The conversation took place just hours before Cardinal Meisner died in his sleep in the early hours of July 5, Cardinal Müller said.

Welcome for step towards restored Christian unity

The Vatican has welcomed the acceptance by representatives of one of the world’s main branches of Protestantism of an attempt by the Catholic and Lutheran Churches to resolve one of the major conflicts in the Reformation.

Representatives of the World Communion of Reformed Churches (WCRC), holding their once-in-seven-years worldwide General Council, have endorsed the 1999 Catholic-Lutheran agreement on how Christians might be worthy of salvation in the eyes of God. The agreement, formally known as the Joint Declaration on the Doctrine of Justification, was backed by the World Methodist Council in 2006, and is expected to be endorsed by the Anglican Communion later this year.

Pope Francis, who last October attended an ecumenical ceremony in Sweden launching the Lutherans’ yearlong commemoration of the Reformation, said he hoped this development would “mark a new stage of fellowship and cooperation in the service of justice and peace in our human family”.

 

Columban martyrs set for beatification by Pope

The Pope will beatify two martyred Columbian clergy when he visits the country this September, the Vatican has confirmed.

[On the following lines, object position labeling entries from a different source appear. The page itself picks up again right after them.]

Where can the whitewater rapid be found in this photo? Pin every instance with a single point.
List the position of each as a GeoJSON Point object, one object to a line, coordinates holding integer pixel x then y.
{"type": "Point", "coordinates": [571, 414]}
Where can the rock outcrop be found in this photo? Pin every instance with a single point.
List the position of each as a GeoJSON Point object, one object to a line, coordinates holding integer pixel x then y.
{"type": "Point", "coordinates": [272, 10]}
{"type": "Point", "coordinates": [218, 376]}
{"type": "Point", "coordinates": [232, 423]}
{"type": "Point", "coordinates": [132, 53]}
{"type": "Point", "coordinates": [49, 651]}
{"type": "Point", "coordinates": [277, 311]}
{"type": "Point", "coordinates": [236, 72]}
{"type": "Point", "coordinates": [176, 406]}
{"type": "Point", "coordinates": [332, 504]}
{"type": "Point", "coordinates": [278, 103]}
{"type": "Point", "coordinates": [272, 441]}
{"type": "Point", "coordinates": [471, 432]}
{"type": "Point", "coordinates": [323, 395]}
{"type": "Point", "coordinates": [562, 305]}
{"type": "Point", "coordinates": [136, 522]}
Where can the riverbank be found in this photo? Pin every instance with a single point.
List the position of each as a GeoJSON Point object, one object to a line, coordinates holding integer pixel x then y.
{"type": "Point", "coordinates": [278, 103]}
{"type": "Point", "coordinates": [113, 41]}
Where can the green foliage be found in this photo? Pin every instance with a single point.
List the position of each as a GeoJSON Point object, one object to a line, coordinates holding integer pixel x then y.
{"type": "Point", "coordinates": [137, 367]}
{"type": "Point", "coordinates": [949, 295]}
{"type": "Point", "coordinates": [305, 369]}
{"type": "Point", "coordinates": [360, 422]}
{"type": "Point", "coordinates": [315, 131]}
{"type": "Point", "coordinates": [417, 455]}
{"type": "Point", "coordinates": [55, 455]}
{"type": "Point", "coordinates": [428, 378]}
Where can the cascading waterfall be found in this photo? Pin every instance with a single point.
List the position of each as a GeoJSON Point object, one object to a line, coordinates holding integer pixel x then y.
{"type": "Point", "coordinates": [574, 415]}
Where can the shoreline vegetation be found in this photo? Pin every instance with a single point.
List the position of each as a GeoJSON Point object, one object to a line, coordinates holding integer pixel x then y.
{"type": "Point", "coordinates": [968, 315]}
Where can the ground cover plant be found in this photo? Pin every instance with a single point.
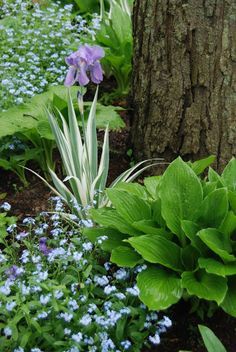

Vatican spokesman Greg Burke has confirmed that Pope Francis will beatify Auauca’s Bishop Jesus Emilio Jaramillo Monsalve and Fr Pedro Ramirez Ramos in a September 8 Mass at Catama field in Villavicencio.

The announcement comes following a July 7 meeting with Cardinal Angelo Amato, prefect of the Congregation for Saints’ Causes, when the Pontiff signed decrees acknowledging the martyrdoms of Fr Ramirez,  ‘the martyr of Armero’, who was killed in 1948 at the start of the Colombian civil war, and of Bishop Jaramillo, who was murdered by Colombian Marxist guerrillas in 1989.

The bishop had been kidnapped, along with a priest who was later freed, by members of the so-called ‘National Liberation Army’, because of his criticism of the group’s violent actions; he was shot twice in the head, his body being found near the Venezuelan border by local peasants.